We also apply the supplementary angle property, as the two parallel lines are are cut by the same segment, thus splitting the straight angles (180º) in two supplementary angles, which have the same measurements in line $l$ and $m$ . Knowing that, we can trace the other half in line $m$ [The two green angles].

We can also trace the straight angle forming in the segment that extends from $\overline{ON}$

Using simple supplementary angle properties, we find the supplementary angle of $\delta$ (which would also be the supplementary angle of $\angle MON$ if seen in the extended segment of $\overline{MO}$ ).

And lastly , observing the formed triangle $\triangle NOP$ , we use the interior angle sum property (sum of internal angles of a triangle equals 180º) to solve easily for the desired angle.

$35^{\circ} +75^{\circ} = 110^{\circ}$

$180^{\circ}-110^{\circ} = \boxed{70^{\circ}}$

Sum of angles of a pentagon=540°

540-[(180-35)+105+90+90] = 110.

180-110= 70

70

@Sharky Kesa does this seems right to you ?

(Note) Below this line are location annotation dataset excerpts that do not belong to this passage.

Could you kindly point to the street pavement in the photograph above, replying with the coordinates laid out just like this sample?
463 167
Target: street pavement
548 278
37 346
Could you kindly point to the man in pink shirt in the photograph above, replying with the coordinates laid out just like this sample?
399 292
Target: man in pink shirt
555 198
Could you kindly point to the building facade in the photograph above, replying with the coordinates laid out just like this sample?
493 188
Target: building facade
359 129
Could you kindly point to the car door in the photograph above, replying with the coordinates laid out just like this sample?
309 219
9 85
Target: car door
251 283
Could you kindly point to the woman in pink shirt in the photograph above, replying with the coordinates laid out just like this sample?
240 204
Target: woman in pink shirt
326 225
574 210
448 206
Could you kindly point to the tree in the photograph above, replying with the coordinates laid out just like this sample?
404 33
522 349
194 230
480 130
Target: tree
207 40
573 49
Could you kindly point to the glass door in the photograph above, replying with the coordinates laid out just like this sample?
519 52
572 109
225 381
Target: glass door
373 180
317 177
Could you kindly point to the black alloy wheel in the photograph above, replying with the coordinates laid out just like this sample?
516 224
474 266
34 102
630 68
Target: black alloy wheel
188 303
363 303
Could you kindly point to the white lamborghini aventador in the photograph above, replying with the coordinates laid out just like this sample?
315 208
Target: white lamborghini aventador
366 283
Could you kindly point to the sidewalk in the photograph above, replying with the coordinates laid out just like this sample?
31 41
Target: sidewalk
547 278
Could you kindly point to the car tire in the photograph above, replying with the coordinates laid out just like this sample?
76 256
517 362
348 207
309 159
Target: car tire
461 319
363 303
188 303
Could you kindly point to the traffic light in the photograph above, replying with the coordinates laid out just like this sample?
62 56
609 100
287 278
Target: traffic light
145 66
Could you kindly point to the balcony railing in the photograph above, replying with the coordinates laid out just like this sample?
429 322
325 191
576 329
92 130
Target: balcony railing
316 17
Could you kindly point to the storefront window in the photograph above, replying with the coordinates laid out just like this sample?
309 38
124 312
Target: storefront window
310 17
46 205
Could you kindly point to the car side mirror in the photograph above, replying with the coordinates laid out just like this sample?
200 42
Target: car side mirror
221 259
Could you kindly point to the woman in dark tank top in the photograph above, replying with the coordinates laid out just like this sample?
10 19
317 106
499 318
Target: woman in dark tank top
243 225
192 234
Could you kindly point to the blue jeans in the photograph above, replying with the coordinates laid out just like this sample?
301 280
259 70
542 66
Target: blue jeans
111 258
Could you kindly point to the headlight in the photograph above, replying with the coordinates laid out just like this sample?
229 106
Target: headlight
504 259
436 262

simple solution: draw a line parallel to lines l and m that passes through point O (call it line o). The acute angle between MO and o must be same as between MO and m, i.e. 35 degrees, so angle MON minus 35 degrees must be the same as the acute angle between m and NO - i.e. 105-35 = 70

make a line n through O parallel to the other lines with end points P on the left and Q on the right. then angle MOP = 35 and angle PON = 70 and since line n is parallel to line m our angle in question is also 70.

Imagine a third parallel line called PQ cutting through the centre O. The angle MOQ would therefore equal to 145 as the angles are supplementary. 145 + 105 =250, 360- 250 = 110, therefore NOQ would equal to 110 as there is 360 degrees around a point. Again as the angles are supplementary, 180 -110 = 70, therefore the angle mNO equals to 70.